Ahora la novela entra en su clímax. La nómina de los seis es esta: Beyla Adaly Xiomara Estrada Barrientos (la única que entró en primera ronda con 13 votos), César Augusto Ávila Aparicio, Julio César Rivera Clavería, Gabriel Estuardo García Luna, Zoila Tatiana Morales Valdizón y Néctor Guilebaldo de León. Algunos con calificaciones justas, otros incorporados tras rebajar la línea de corte. Ninguno es Porras, pero varios provienen del mismo ecosistema que ella ha cultivado durante ocho años: el de la impunidad disfrazada de legalidad.
Los escenarios son varios y con los pocos datos más que escenarios pueden ser especulaciones:
Escenario 1: el presidente Arévalo, se arma de valor y escoge al perfil más limpio, más independiente, aquel que reconstruya el MP destruido por la captura. Sería el final feliz que Guatemala merece después de tanta injusticia si acaso nos sale uno de esos seis.
Escenario 2: las presiones, las llamadas a medianoche, los amagos de los jefes de los decanos que defendieron a Porras, terminan inclinando la balanza hacia un perfil “seguro”, es decir, manejable. Entonces el Drácula no regresa, pero deja a su descendiente en el trono. El MP seguiría siendo el instrumento de persecución selectiva y protección a los intocables.
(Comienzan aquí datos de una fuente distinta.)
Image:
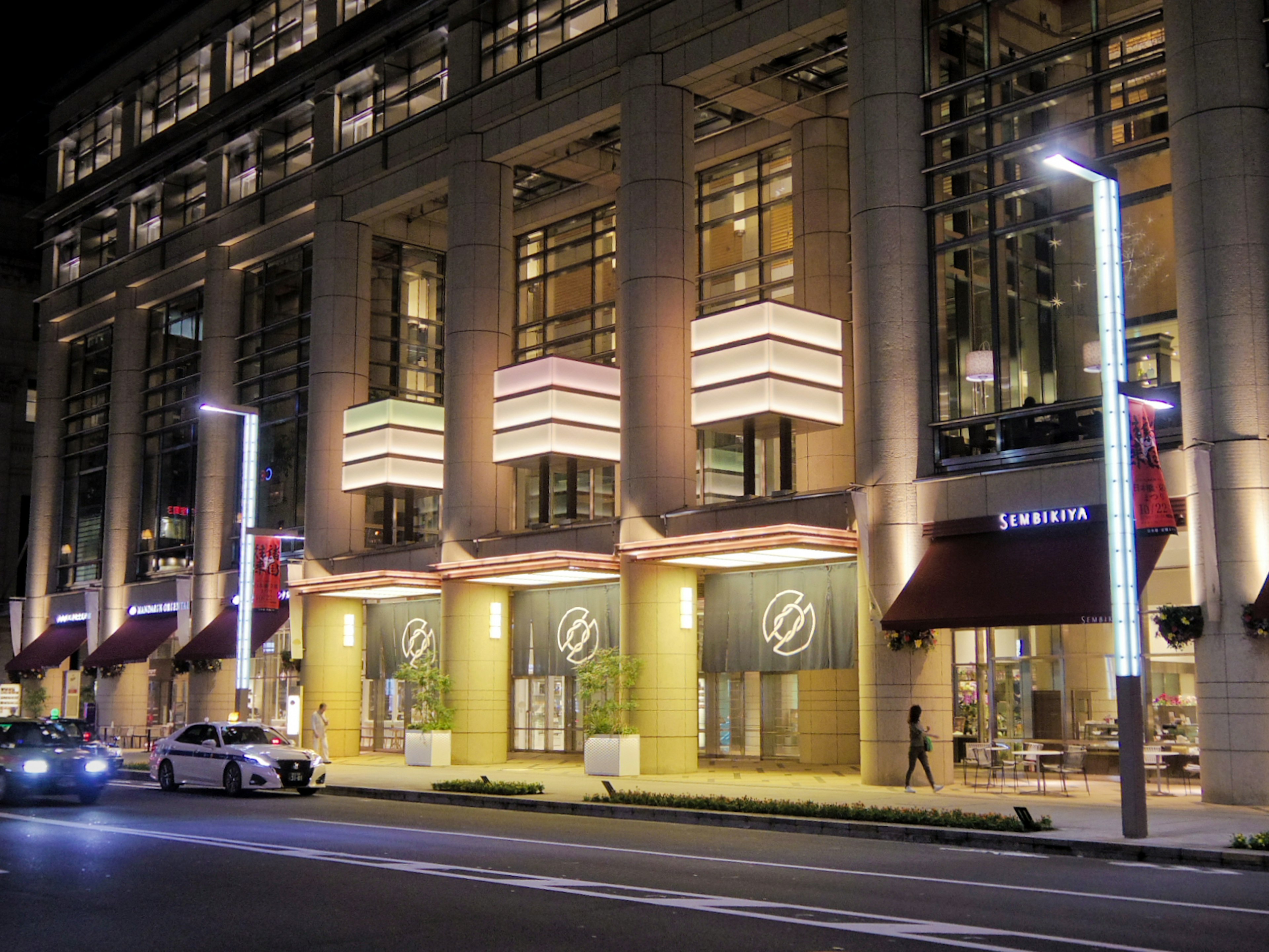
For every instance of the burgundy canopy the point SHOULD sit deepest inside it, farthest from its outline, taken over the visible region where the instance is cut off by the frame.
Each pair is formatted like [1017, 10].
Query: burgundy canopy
[134, 641]
[55, 645]
[219, 640]
[1050, 576]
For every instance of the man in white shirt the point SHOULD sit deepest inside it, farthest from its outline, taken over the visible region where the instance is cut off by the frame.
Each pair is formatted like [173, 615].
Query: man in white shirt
[320, 724]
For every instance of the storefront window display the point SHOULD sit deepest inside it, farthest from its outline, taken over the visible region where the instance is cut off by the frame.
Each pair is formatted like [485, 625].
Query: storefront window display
[762, 629]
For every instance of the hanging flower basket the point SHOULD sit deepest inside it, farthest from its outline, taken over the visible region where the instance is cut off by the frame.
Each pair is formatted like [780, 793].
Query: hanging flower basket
[1179, 625]
[1254, 628]
[912, 640]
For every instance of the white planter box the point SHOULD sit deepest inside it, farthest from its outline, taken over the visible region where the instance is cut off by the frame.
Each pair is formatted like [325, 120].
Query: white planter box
[427, 748]
[612, 756]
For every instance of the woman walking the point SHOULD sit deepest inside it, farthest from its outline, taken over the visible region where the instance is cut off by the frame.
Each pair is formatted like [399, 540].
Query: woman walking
[919, 742]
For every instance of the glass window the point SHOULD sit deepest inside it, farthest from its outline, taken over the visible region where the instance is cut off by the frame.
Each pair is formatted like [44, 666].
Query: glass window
[171, 452]
[92, 144]
[273, 32]
[568, 288]
[524, 28]
[175, 91]
[84, 454]
[404, 83]
[273, 376]
[746, 221]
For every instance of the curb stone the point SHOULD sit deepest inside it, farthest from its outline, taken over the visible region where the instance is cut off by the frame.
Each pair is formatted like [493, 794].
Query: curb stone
[893, 832]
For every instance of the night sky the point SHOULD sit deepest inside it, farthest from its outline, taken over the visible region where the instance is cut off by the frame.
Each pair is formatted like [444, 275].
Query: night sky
[55, 45]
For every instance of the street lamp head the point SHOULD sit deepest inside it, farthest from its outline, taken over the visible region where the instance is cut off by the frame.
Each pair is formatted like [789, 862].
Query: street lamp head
[1063, 164]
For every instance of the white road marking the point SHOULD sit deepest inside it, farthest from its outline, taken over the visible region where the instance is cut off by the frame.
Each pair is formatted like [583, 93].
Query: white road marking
[801, 869]
[1210, 871]
[790, 914]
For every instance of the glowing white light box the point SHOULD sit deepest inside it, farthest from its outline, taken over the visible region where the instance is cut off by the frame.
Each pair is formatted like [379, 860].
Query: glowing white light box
[397, 443]
[763, 362]
[555, 407]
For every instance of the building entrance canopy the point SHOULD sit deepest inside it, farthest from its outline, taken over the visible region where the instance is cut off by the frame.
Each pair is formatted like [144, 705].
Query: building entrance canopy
[219, 640]
[1051, 574]
[55, 645]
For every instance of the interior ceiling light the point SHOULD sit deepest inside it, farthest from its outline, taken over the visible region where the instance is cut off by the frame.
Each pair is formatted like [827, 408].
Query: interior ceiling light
[761, 558]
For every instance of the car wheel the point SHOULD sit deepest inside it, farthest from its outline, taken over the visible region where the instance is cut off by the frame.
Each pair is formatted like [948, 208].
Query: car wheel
[233, 780]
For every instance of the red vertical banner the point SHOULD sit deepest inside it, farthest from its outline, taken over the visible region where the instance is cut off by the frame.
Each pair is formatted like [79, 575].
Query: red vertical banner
[1153, 508]
[268, 572]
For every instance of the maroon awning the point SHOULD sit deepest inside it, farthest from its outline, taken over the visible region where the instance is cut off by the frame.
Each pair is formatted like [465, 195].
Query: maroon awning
[134, 641]
[219, 640]
[55, 645]
[1051, 576]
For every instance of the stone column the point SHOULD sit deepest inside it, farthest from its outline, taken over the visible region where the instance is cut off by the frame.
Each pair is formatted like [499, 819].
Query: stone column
[1217, 96]
[44, 536]
[893, 377]
[481, 668]
[822, 280]
[339, 377]
[657, 271]
[480, 313]
[333, 671]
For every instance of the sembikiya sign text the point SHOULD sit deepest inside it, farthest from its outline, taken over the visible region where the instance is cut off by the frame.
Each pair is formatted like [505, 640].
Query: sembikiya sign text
[1042, 517]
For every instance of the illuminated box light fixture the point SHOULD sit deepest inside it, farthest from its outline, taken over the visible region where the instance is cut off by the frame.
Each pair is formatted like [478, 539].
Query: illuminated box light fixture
[560, 409]
[398, 443]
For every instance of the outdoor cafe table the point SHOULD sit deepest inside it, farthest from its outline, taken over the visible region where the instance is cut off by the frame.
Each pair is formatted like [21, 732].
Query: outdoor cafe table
[1035, 756]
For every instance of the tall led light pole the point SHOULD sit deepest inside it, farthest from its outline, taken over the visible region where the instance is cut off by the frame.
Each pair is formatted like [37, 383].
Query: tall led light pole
[247, 549]
[1117, 438]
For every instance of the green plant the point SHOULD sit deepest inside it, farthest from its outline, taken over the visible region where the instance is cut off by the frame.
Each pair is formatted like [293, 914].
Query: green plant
[1252, 841]
[483, 786]
[33, 699]
[912, 640]
[1252, 626]
[428, 711]
[1179, 625]
[604, 683]
[827, 812]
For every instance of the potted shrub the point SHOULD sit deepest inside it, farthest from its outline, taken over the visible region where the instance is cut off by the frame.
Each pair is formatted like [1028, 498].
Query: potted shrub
[604, 683]
[428, 736]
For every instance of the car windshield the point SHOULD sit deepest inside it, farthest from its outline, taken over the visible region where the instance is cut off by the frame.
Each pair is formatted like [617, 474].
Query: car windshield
[252, 734]
[33, 736]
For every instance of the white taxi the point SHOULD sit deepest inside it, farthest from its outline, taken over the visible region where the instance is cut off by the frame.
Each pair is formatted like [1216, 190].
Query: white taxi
[238, 757]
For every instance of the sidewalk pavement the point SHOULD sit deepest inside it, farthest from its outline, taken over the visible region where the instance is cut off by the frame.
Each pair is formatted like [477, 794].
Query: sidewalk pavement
[1178, 820]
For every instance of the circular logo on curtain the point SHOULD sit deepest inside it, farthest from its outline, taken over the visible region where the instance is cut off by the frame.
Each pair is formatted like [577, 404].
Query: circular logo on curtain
[418, 639]
[578, 635]
[788, 624]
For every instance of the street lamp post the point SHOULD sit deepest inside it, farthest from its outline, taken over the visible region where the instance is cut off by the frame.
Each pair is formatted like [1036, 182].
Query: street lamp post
[247, 549]
[1117, 436]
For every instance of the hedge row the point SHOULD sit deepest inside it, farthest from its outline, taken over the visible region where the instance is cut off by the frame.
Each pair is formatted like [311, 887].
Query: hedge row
[504, 787]
[1252, 841]
[825, 812]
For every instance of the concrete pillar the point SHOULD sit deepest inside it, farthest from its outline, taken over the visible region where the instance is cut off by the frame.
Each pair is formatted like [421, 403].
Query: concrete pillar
[339, 377]
[124, 464]
[667, 691]
[1217, 96]
[481, 668]
[46, 483]
[219, 438]
[480, 313]
[822, 280]
[893, 377]
[333, 671]
[657, 270]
Escenario 3: el más perverso: los amparos que ya flotan como murciélagos en la noche. Hay amparos para obligar a incluir de nuevo a Porras en la nómina. Hay denuncias penales de la Fundaterror que, como siempre, buscan intimidar a los comisionados honestos. Cualquiera de estos amparos puede paralizar todo, devolvernos al punto de partida y prolongar la agonía. Como en “Entre elección y elección: De trampa en trampa” (6 de marzo), la trampa no termina nunca; solo se reinventa.
Escenario 4: empecemos de nuevo. El presidente Arévalo no acepta la lista e iniciamos de nuevo el proceso o los corruptos le exigen que acepte a uno. La antesala de la ingobernabilidad o nuestra revolución.
Si el MP sigue capturado —aunque sea por un sucesor de Porras—, la captura del Estado será total. Las universidades, cooptadas como están, habrán cumplido su papel de fábrica de impunidad, como denuncié. Los pesos y contrapesos que los fundadores de toda república digna imaginaron se convertirán en meros adornos. Y Guatemala, tierra de autoritarismos prolongados, volverá a confirmar que la democracia aquí es solo una palabra bonita para encubrir el mismo viejo terror.
Presidente Arévalo: la pelota está en su cancha. Escoja con la cabeza y con la conciencia. No obedezca puntajes. Elija a quien reconstruya la justicia, no a quien la continúe enterrando. ¡Ah! y no espere a última hora como suele hacer. No escuche a sus asesores actuales, búsquese otros. Porque si falla, el Drácula de esta historia no habrá muerto. Solo habrá cambiado de ataúd, pero estará vivo.